Und, Kolleginnen und Kollegen, lässt es mich einmal deutlich sagen: Diese Eliten, die Gebildeten, die Reichen und Einflussreichen, sie haben angesichts des Faschismus moralisch versagt. Wie haben „die Märkte“, die ja fast schon zum eigentlichen Souverän geworden sind, reagiert? Unmittlbar nach Hitlers Ernennung zum Reichskanzler gab es Kurssteigerungen um 5 bis 6 % an der Berliner Börse.
„Deutschland“ 1933 war eben nicht ein einheitlicher Block war, keine homogene Masse, sondern dass es innergesellschaftliche Differenzierung gab. Es gab Kreise, die den Faschismus unterstützt haben, ihre Hoffnungen und Strategien danach ausgerichtet haben, und bis zum Schluss mitgemacht haben. Es gab aber auch solche, die unter der Krisenbewältigung zu leiden hatten und widerstanden waren.
2. Mai 1983 Herborn Bürgerhaus Merkenbach
Weitere Gedenktafeln zur NS-Zeit mit Hintergrundinformationen sind geplant, wer Interesse an einer Mitarbeit hat, bitte bei uns melden.
Außerdem werden wir ein Seminar mit Holger Gorr „Weltwirtschaftskrise – aufkommender Faschismus – Unterdrückung“ anlässlich des Antikriegstages am 1./2. September 2023 anbieten.
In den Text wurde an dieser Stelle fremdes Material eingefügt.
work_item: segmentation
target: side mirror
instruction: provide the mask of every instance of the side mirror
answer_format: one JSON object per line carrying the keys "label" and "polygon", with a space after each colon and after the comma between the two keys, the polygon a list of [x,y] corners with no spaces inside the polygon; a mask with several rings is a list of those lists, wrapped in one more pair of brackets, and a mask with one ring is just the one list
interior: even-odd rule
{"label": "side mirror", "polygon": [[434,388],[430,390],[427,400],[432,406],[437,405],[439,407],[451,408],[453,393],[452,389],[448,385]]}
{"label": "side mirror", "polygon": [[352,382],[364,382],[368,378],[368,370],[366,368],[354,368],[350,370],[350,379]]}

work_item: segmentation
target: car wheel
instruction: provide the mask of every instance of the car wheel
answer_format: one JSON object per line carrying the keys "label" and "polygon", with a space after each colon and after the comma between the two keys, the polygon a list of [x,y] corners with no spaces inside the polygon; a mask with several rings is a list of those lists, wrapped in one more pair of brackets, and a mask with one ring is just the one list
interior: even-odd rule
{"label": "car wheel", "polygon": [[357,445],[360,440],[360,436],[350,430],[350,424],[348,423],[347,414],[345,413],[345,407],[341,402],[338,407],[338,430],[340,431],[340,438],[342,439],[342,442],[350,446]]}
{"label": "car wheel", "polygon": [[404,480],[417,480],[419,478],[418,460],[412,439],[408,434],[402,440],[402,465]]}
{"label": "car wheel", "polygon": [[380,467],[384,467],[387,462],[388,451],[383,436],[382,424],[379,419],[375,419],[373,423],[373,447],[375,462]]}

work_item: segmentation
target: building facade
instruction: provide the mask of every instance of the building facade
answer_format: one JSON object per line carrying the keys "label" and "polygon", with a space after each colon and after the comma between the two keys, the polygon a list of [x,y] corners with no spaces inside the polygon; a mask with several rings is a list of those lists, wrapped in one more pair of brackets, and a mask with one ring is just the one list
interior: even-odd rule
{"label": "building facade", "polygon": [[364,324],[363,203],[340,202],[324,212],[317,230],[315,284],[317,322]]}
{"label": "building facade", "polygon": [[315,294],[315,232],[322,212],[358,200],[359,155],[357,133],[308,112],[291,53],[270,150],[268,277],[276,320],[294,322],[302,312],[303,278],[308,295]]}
Enden möchten wir mit Willi Bleicher, der etwas verkörpert, was die Generation nach 1945 bisher nie beweisen musste:
Willi Bleicher, 1904 geboren, bewies vor und nach der Machtübertragung an die Nazis Standhaftigkeit und Menschlichkeit im antifaschistischen Kampf, um die deutsche Arbeiterschaft, das deutsche Volk, vordem Absturz in die Nacht und Schande des Faschismus zu bewahren.
Verhaftet, gefoltert und inhaftiert im KZ Buchenwald, überlebte die Nazizeit und war nach 1945 Bezirksleiter der IG Metall Stuttgart und Vorstandsmitglied. Er zeitlebens immer für Recht – Freiheit – Gerechtigkeit eingestanden.
Die Erfahrungen und Erkenntnisse als Gewerkschafter und Antifaschist haben ihn davon überzeugt, die Gewerkschaften zu einer starken, einheitlichen Kraft zu entwickeln, die Gemeinsamkeit der Antifaschisten über alle sonstigen Meinungsverschiedenheiten hinweg zu entwickeln und zu sätrekn.
Der 30. Januar 1933 und der 2. Mai 1933 haben das Leben von Willi Bleicher bis zu seinem Tod unauslöschlich geprägt:
Du sollst dich vor keinem lebenden Menschen bücken und „Der Frieden ist elementare Voraussetzung für gewerkschaftliches Wirken … Als Arbeiter, als Arbeiterführer wollte er, dass unsere Arbeit dem Leben diene, nicht dem Tod und der Vernichtung.
Zum großen Bösen kamen die Menschen nie mit einem Schritt, sondern mit vielen kleinen, von denen jeder zu klein schien für eine Empörung.